I have, over the last month, joined the ranks of great French minds like Madame Curie, John Calvin, and the Petit Ecolier as I have begun my masters degree at the Sorbonne!  I am enrolled in a program for communications, so continuing to blog is, I figure, an important component to keep up with the shenanigans going on in the internet world.  

More importantly, being an American student in Paris is exciting in a less-than-usually-cliché sort of way.  While plenty of foreign, English-speaking students do enroll at French schools, few enter into exclusively French programs like real French people.  So far, in my program of 200+ people, I have yet to meet anyone who speaks English as their mother tongue.  

This point is reinforced by the fact that I take an English course, mandatory for all students.  In my seminar, I am singled out as the sole reference for all things "anglophone," be it British culture or koalas.  I don't mind, but it's starting to get intense.  How do you stand a chance to fight a skewed representation of your own nation when A) you haven't lived their for two years and B) there is no standard representation of your nation?
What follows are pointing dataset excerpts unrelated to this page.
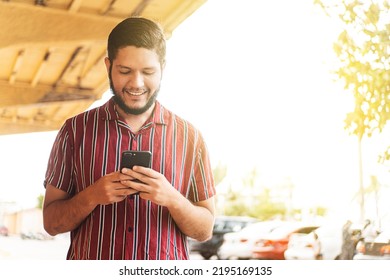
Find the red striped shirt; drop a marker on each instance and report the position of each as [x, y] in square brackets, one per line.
[89, 145]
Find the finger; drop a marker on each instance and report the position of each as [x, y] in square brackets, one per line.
[148, 172]
[135, 175]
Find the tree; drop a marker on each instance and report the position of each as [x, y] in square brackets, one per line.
[362, 49]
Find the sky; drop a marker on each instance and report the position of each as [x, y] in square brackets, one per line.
[254, 77]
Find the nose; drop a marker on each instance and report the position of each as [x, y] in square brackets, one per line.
[136, 80]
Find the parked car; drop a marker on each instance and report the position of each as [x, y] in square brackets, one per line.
[3, 230]
[223, 225]
[239, 245]
[273, 246]
[302, 246]
[324, 243]
[374, 249]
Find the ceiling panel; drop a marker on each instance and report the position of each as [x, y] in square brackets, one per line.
[52, 53]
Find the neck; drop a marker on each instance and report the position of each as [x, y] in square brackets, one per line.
[135, 121]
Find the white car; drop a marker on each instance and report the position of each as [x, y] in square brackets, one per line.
[302, 246]
[324, 243]
[239, 245]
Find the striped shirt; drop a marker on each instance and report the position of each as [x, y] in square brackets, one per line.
[89, 145]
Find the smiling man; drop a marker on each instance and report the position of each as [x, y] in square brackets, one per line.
[139, 213]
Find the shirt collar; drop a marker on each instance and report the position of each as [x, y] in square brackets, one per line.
[109, 112]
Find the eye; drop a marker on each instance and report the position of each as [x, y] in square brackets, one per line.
[149, 72]
[125, 72]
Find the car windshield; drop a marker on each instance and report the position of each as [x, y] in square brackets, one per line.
[384, 236]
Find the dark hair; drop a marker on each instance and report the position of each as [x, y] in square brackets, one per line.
[139, 32]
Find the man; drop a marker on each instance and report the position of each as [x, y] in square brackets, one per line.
[109, 215]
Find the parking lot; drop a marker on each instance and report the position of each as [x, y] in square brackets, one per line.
[16, 248]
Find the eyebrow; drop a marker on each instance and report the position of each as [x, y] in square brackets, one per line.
[130, 68]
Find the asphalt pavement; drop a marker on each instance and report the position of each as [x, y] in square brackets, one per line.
[16, 248]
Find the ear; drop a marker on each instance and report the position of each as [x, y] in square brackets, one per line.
[108, 64]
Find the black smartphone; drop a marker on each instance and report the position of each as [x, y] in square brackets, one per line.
[131, 158]
[140, 158]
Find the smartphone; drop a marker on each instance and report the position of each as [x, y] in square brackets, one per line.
[131, 158]
[140, 158]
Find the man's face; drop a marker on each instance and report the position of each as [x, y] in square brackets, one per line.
[135, 76]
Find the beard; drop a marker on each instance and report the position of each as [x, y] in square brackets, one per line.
[128, 110]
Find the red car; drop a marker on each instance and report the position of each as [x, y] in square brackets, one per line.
[272, 247]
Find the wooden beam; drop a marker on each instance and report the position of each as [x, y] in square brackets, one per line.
[42, 24]
[16, 67]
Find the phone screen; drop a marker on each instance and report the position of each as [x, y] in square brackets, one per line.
[132, 158]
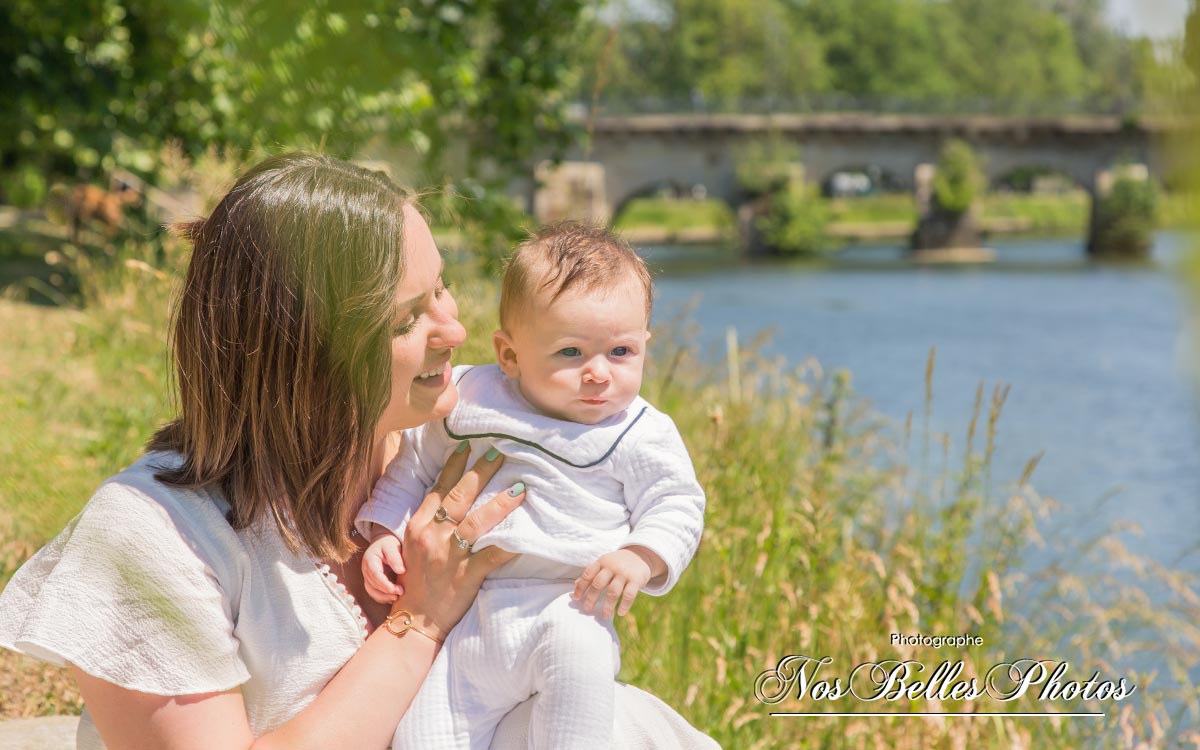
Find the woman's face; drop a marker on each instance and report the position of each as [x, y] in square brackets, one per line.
[427, 331]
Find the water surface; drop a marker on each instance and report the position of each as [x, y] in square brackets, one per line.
[1098, 358]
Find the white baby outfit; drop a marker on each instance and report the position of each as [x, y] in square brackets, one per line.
[589, 490]
[150, 588]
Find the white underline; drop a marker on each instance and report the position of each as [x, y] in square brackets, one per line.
[935, 714]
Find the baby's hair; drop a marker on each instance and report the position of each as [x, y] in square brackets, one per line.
[570, 256]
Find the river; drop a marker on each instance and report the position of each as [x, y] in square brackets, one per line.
[1099, 358]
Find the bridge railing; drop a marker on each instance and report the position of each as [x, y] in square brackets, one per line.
[882, 105]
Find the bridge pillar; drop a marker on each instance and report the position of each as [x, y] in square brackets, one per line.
[570, 191]
[939, 232]
[1121, 227]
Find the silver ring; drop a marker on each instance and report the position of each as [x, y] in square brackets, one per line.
[462, 543]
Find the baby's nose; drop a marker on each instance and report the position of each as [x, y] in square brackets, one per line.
[595, 372]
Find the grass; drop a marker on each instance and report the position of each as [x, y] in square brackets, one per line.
[828, 529]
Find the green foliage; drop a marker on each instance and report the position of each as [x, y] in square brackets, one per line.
[24, 186]
[1126, 219]
[676, 214]
[796, 220]
[959, 180]
[768, 165]
[823, 533]
[1192, 40]
[103, 83]
[703, 52]
[1013, 57]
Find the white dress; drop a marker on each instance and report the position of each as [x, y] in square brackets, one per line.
[589, 490]
[151, 589]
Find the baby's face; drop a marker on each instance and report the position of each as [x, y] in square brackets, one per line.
[579, 358]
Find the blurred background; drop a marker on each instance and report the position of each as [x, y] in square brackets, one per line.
[927, 283]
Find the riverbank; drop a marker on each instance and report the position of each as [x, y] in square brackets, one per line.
[823, 535]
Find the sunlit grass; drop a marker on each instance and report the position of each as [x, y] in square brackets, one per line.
[827, 531]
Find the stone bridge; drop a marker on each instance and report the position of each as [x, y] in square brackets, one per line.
[635, 156]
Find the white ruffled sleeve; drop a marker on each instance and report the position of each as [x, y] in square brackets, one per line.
[139, 589]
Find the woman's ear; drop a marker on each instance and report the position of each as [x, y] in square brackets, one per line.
[505, 354]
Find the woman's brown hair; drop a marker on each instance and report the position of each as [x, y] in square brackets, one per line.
[281, 343]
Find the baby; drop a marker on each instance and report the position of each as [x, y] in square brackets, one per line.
[612, 504]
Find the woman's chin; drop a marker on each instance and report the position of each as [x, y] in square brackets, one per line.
[444, 403]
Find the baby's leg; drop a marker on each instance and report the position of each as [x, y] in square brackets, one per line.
[575, 659]
[454, 709]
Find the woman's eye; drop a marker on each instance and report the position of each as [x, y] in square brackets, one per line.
[406, 329]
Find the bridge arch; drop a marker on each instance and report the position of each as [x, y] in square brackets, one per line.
[880, 178]
[664, 187]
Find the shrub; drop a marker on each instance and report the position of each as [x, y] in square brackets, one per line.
[959, 179]
[1126, 217]
[25, 187]
[795, 223]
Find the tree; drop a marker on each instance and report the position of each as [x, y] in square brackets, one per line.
[102, 82]
[1192, 40]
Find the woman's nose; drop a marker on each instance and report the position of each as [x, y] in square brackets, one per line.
[447, 333]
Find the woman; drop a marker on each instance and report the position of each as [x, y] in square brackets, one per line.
[209, 595]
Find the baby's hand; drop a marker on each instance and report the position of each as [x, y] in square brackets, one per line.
[383, 555]
[623, 573]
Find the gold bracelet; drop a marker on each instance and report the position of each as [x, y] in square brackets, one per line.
[406, 624]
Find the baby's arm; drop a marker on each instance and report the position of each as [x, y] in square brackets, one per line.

I digress, these are topics for future classwork and blog posts, but for now, just a note that I will do my best to share these fun stories with you as I step out of the kitchen (no more cooking in restaurants...it's been real...) and into the classroom.  And while I'm studying I'll also have tales to tell from the life of a tour guide as I am now giving English walking tours to travelers.  Aiy aiy...and I'm still writing and flexing that journalistic muscle as much as possible...
Available in the US, too...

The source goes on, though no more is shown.